I once had a great little smithy at the back of my restoration workshops where I used to forge all my own catches, clasps, hinges, locks and nails etc. I could whip up a replacement item in steel at the drop of a tri-corn hat. Alas no longer.
Hand wrought H-hinge and nails on a reproduction elm bacon cupboard.
I decided I would like to attach a steel triangle to the bottom of the pillar and claw after all, but I was unsuccessful in finding a smith to forge a facsimile triangle at reasonable cost. I eventually spoke with a local metalworker last week who said he could plasma-cut one and would drop it round to me. In fact he dropped off two “… in case you make a mess of one”!
I attacked the triangle with an angry grinder and files to impart a ‘forged’ appearance. The thickest area is the centre at 3/32″ (2.4mm) diminishing along the length of the flattened D-shaped legs.
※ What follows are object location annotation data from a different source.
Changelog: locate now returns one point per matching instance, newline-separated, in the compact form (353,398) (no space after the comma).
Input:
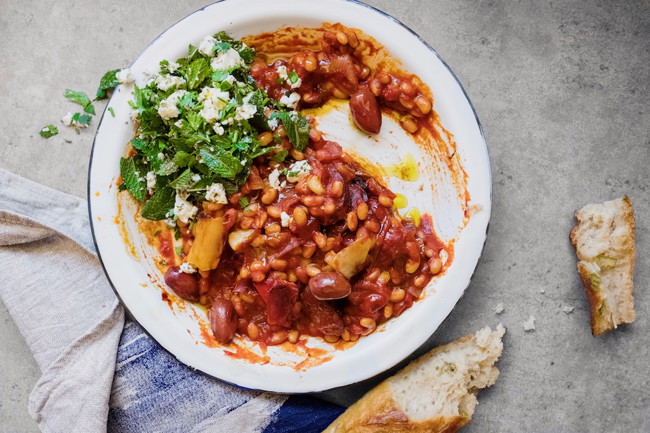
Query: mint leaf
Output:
(297,129)
(108,82)
(183,181)
(48,131)
(197,71)
(222,163)
(81,118)
(132,179)
(280,156)
(80,98)
(158,206)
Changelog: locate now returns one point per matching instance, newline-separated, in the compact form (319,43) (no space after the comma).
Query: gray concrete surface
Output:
(561,88)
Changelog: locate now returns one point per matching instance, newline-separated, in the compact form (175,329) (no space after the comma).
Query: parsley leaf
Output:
(133,179)
(80,98)
(297,129)
(48,131)
(197,72)
(108,82)
(158,206)
(222,163)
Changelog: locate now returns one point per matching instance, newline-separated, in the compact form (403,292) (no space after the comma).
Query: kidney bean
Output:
(329,285)
(365,111)
(184,285)
(223,320)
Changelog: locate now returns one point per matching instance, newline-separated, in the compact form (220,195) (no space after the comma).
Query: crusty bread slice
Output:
(434,394)
(604,242)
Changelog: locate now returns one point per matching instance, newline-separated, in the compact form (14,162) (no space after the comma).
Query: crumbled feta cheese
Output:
(151,181)
(273,123)
(67,121)
(124,76)
(297,170)
(227,60)
(216,193)
(187,268)
(290,100)
(183,209)
(285,219)
(214,100)
(245,112)
(274,180)
(529,325)
(206,47)
(173,66)
(165,82)
(168,109)
(282,72)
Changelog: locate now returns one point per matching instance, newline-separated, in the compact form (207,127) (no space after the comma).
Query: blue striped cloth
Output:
(154,392)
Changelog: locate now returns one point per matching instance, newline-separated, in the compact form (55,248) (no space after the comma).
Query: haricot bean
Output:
(223,320)
(329,285)
(365,111)
(184,285)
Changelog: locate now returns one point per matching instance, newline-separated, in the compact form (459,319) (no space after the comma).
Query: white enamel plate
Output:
(137,281)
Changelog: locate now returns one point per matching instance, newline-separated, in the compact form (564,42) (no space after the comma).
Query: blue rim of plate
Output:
(90,166)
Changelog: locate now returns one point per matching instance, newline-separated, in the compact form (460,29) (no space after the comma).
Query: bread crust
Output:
(609,306)
(377,411)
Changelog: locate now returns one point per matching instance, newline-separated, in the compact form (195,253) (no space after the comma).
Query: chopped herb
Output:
(80,98)
(48,131)
(108,82)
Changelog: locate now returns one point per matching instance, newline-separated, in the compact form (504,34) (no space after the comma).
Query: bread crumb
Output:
(529,325)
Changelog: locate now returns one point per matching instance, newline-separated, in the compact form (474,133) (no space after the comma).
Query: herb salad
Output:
(198,122)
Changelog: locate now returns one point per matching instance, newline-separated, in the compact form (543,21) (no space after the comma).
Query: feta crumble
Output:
(124,76)
(216,194)
(168,109)
(206,47)
(529,325)
(187,268)
(183,209)
(297,170)
(151,182)
(290,100)
(227,60)
(285,219)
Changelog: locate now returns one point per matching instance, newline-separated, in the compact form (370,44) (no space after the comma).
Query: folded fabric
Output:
(98,373)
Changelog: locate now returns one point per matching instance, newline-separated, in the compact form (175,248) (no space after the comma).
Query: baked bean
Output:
(329,285)
(423,103)
(184,285)
(223,320)
(365,111)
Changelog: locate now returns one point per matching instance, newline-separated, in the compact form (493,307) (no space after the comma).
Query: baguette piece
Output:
(604,243)
(434,394)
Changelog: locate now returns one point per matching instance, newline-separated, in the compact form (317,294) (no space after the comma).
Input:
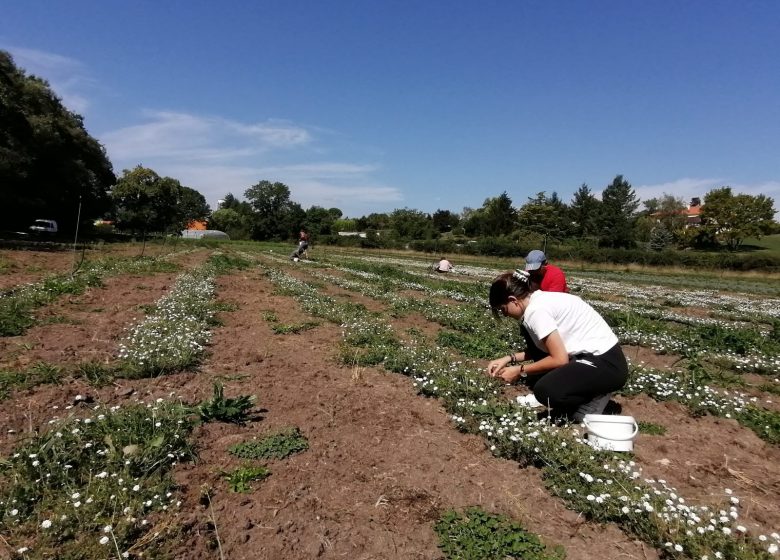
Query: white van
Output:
(44,226)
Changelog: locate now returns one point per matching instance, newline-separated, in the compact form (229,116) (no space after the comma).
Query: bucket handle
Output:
(595,433)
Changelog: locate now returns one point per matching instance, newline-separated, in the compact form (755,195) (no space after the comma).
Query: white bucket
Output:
(611,433)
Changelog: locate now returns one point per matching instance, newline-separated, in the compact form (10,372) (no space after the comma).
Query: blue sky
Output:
(374,105)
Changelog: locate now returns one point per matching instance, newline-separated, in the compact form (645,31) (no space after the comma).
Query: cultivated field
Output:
(128,430)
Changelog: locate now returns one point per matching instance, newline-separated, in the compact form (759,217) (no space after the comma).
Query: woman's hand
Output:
(496,367)
(511,374)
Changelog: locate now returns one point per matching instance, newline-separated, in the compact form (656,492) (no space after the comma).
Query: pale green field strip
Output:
(604,487)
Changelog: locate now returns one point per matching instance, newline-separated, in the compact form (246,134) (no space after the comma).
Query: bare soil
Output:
(383,462)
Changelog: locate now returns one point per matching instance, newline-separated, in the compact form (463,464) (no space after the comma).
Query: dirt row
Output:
(383,462)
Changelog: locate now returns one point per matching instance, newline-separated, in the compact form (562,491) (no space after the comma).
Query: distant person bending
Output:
(582,360)
(545,276)
(444,265)
(303,244)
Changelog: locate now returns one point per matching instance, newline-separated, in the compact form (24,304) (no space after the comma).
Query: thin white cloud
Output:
(68,77)
(688,188)
(685,188)
(172,135)
(217,156)
(354,192)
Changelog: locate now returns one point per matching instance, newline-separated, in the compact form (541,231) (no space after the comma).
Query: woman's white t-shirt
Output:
(581,328)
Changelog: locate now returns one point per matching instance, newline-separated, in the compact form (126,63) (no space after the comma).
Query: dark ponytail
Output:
(516,283)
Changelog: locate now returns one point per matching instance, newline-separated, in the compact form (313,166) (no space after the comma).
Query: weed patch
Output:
(229,410)
(241,479)
(90,487)
(475,535)
(276,446)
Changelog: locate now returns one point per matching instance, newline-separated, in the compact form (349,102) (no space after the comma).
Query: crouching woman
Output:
(582,362)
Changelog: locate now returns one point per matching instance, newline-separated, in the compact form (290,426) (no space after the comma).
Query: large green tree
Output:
(733,218)
(496,217)
(145,202)
(445,221)
(320,221)
(544,216)
(275,216)
(48,161)
(584,212)
(191,206)
(617,214)
(411,224)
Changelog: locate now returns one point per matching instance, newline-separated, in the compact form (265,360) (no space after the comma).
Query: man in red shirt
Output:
(546,277)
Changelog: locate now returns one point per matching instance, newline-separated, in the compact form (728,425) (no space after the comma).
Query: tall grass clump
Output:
(90,487)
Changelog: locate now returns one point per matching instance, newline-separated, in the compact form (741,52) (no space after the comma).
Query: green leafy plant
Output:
(73,478)
(221,409)
(241,479)
(270,316)
(294,328)
(651,428)
(477,535)
(275,446)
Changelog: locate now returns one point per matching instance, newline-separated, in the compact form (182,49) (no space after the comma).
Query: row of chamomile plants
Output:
(174,334)
(604,486)
(471,534)
(171,338)
(751,343)
(17,306)
(476,334)
(97,481)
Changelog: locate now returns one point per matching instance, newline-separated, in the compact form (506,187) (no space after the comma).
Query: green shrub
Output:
(221,409)
(478,535)
(276,446)
(241,479)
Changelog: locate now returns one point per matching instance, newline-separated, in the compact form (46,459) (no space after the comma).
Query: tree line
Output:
(50,166)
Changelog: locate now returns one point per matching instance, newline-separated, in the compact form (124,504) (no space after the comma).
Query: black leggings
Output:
(583,378)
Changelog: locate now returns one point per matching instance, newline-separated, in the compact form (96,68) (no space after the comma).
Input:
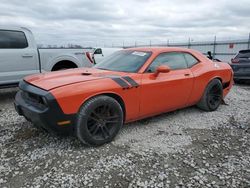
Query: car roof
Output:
(162,49)
(244,51)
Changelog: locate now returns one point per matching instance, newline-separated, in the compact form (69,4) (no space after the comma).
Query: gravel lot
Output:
(185,148)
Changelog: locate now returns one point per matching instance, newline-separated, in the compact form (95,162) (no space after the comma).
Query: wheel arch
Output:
(113,95)
(64,64)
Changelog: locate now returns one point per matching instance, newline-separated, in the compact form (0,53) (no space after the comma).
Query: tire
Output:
(212,96)
(99,120)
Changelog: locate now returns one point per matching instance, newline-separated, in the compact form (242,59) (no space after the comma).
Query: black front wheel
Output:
(99,120)
(212,96)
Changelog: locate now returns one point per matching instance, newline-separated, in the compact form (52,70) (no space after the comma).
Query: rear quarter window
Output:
(12,39)
(191,60)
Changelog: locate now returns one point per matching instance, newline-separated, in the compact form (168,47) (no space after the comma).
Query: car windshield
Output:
(124,61)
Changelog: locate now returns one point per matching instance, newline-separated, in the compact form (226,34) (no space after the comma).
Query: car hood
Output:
(52,80)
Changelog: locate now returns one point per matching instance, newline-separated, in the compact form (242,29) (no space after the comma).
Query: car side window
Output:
(191,60)
(12,39)
(175,60)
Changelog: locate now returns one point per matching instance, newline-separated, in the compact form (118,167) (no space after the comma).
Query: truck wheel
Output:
(99,120)
(212,96)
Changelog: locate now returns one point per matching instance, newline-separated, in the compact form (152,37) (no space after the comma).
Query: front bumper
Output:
(47,115)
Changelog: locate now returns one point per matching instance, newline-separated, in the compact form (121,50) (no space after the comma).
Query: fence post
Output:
(214,47)
(189,42)
(248,46)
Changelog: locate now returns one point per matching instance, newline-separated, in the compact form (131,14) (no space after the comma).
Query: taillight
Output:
(235,61)
(88,55)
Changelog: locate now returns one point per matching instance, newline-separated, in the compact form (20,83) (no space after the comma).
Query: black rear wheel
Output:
(212,96)
(99,120)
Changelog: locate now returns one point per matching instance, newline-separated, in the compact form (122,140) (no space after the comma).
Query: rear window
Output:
(243,55)
(12,39)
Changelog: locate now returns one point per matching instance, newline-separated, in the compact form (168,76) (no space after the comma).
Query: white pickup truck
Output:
(19,56)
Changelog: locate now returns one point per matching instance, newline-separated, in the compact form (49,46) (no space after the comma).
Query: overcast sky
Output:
(99,22)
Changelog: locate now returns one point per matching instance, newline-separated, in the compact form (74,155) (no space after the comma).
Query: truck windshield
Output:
(124,61)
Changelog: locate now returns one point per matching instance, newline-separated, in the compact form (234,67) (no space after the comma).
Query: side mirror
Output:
(162,69)
(98,51)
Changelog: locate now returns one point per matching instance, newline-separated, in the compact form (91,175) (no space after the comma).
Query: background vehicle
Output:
(100,53)
(129,85)
(19,56)
(241,65)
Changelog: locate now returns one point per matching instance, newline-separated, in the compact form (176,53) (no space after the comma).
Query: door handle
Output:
(27,55)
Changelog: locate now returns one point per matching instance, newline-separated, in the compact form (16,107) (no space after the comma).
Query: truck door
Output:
(18,58)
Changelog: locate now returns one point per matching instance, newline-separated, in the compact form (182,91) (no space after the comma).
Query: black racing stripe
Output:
(121,82)
(130,81)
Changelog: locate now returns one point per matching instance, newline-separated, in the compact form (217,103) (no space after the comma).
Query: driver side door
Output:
(166,91)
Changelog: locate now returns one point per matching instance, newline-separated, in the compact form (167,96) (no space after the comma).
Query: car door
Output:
(17,58)
(167,91)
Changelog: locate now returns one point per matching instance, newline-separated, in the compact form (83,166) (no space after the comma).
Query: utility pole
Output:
(214,47)
(248,46)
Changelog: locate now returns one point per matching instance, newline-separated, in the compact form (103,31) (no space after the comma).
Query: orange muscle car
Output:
(94,103)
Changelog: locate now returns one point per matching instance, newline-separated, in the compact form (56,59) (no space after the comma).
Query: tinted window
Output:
(124,61)
(174,60)
(243,55)
(191,60)
(12,39)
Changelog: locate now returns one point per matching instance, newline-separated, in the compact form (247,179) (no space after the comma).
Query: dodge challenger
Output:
(132,84)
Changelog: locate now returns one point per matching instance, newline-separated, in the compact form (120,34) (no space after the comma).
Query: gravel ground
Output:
(185,148)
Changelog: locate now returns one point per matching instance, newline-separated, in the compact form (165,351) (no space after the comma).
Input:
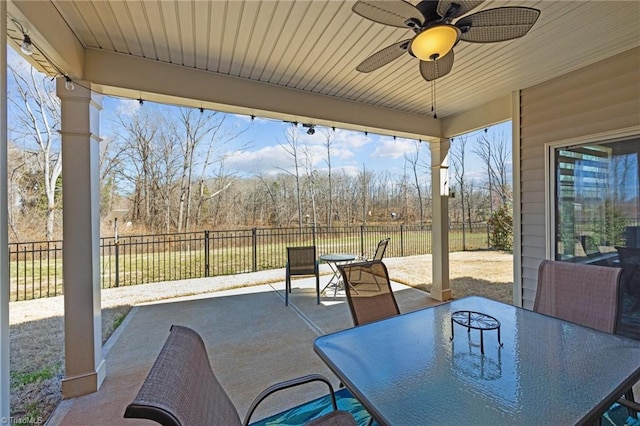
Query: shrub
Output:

The edges taper off to roughly 1/64″ (0.4mm) thick.
One of the bare steel triangles.
I used a hammer and the anvil horn to form one of the triangles to the curvature of the upturned claw, stopping frequently to check for fit. When satisfied, I drilled and countersunk the remaining holes and tidied the whole with a file.
The triangle shaped to the under side of the pillar and claw.
Prior to attaching the triangle to the table, it is now undergoing an accelerated rusting process which will take a few days to achieve the desired depth of corrosion.